Children Dying from Lack of “Restraint”

Child in a car seat

Father putting his child in a car seat
On November 14 of last year, a Texas woman loaded her four children into the car and went for a drive. The children ranged in age from 8 months to 6 years. None were wearing seat belts and the baby was not in a car seat. Suddenly one of the unlocked doors flew open, hurling the 8-month-old infant onto the highway where he was struck and killed by oncoming traffic.

A similar incident occurred last month in Kentucky where a Mom crashed the car, killing her 8-year-old child and injuring an 11-year-old. Neither of the kids were wearing seat belts.

And, that same day, a Greensboro man ran a red light on Freeman Mill Road and crashed into a car that was turning onto Randleman Road. His 4-year-old niece was killed. She was not wearing any kind of restraint.

I wish I could say these three tragic incidents were isolated and rare, but I can’t. The truth is, nationwide over 60,000 children are injured each year in motor vehicle accidents, and that includes over 600 fatalities. Here in North Carolina, car crashes are the leading cause of unintentional death for children. Even more tragic is that most of these deaths could have been prevented. According to the North Carolina Department of Insurance, nine out of 10 children are unrestrained when riding in a vehicle. Given that statistic, one would think that child restraints are optional. Just the opposite. In fact, child safety seats are required in all 50 states. But even if a parent wasn’t aware of the law, wouldn’t common sense prevail? Parents are instinctively supposed to protect their children. They shouldn’t have to be told by the National Highway Traffic Safety Administration that car seats reduce the risk of fatal injury by 71% for infants, and by 54% for toddlers (ages 1 to 4). It shouldn’t take the death of a child to make someone a more aware and more responsible parent. We also shouldn’t let negligent parents off with just a slap on the wrist, and that brings me to enforcement.

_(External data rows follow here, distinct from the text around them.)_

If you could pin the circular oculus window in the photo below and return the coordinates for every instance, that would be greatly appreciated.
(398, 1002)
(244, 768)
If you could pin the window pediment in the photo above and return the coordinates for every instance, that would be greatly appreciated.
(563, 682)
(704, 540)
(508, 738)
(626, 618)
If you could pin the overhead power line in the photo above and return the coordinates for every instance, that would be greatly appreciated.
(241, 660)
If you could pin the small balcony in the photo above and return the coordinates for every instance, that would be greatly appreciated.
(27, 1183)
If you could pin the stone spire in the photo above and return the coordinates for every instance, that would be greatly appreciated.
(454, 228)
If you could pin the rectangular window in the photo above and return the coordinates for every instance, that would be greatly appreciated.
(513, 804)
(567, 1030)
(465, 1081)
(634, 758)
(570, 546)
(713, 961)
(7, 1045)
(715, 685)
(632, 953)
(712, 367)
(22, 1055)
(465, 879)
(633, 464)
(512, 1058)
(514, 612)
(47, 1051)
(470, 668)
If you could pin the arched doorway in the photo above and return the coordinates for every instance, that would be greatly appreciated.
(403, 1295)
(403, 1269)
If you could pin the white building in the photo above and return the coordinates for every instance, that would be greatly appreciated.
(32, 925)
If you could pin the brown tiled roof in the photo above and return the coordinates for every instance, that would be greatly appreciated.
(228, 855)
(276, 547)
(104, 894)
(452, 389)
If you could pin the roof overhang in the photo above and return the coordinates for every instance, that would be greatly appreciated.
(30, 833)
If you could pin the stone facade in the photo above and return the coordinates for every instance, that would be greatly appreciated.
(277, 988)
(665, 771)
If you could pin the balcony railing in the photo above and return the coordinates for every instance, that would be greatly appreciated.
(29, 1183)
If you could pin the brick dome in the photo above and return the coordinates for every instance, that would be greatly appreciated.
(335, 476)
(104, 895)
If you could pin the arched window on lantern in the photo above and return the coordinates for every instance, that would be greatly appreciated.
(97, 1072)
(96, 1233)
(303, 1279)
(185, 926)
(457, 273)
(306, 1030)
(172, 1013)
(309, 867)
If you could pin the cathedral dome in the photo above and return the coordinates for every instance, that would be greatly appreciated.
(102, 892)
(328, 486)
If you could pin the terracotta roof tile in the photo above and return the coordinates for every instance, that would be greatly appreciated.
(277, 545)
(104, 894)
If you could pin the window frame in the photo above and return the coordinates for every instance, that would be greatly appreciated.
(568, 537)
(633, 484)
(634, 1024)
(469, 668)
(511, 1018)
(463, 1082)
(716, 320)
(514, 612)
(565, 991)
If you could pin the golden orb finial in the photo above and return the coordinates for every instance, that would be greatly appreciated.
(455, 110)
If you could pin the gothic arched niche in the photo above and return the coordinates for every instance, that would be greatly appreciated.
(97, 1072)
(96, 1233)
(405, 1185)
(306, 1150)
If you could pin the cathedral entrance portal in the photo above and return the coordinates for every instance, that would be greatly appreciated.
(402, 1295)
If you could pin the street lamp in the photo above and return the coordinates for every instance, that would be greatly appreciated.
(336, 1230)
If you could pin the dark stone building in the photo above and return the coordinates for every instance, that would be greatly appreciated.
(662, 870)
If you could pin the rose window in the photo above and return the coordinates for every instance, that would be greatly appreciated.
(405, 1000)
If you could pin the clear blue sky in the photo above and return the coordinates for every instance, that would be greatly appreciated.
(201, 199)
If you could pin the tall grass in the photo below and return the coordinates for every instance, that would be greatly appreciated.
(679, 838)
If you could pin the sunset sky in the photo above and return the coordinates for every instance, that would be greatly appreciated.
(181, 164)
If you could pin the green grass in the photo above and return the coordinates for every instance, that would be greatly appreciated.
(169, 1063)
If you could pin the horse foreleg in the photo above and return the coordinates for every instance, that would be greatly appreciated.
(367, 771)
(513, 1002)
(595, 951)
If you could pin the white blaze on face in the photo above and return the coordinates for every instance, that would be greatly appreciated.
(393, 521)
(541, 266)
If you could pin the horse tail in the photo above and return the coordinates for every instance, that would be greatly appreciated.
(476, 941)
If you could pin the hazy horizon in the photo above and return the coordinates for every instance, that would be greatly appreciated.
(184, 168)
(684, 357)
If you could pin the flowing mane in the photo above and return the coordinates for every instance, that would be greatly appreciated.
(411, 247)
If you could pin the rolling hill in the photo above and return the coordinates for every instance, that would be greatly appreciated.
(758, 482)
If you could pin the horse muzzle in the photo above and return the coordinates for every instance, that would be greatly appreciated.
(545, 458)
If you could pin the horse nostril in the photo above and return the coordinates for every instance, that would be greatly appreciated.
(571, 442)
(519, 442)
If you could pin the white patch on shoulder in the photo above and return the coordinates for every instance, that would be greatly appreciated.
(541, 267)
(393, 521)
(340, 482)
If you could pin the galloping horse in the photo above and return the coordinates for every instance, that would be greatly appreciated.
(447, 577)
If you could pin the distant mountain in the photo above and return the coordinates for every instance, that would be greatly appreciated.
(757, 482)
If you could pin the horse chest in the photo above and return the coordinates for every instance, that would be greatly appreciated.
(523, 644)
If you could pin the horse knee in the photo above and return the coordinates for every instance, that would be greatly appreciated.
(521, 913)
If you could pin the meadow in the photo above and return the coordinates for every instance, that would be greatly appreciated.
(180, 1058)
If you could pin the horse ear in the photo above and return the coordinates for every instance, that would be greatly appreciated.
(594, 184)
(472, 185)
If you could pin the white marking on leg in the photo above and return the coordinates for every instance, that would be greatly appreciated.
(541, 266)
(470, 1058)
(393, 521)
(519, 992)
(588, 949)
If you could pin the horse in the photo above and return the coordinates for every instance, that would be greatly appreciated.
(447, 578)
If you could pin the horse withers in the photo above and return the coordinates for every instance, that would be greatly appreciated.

Just as penalties for drunk drivers vary from state to state and county to county, so too do punishments for parents who endanger their children by not having their toddlers secured in car seats and their children buckled up in seat belts. Fines are often left to the discretion of local judges and are dependent upon a variety of circumstances. 

Following the Freeman Mill road crash, for example, the Greensboro News & Record reported that police officials issued a public reminder about car restraint laws, which include that children younger than 8 years old and who weigh less than 80 pounds must be properly secured in a child restraint or booster seat. Children younger than 5 years old and less than 40 pounds must be in the rear seat. And, when a child reaches age 8 regardless of weight or weighs 80 pounds, he must wear a seat belt. Yet parents who violate these regulations will probably only have 2 points added to their driving record and pay a fine of less than $250. The exception is if a child dies as a result of the violation, in which case prosecutors could charge the parent with endangerment. But even that crime has no strictly prescribed penalty and could result in a sentence of as little as six months in jail. Meanwhile, a parent who is drunk while driving, and crashes their car resulting in the death of a child might only serve seven days behind bars. 

Clearly what we need is for Congress to enact legislation that would make it a federal crime to cause the death of a child due to lack of a proper restraining device. That might not prevent some parents from breaking the law, but the severe penalties that it would carry might make others think twice about refusing to put their toddler in a car seat before pulling out of the driveway.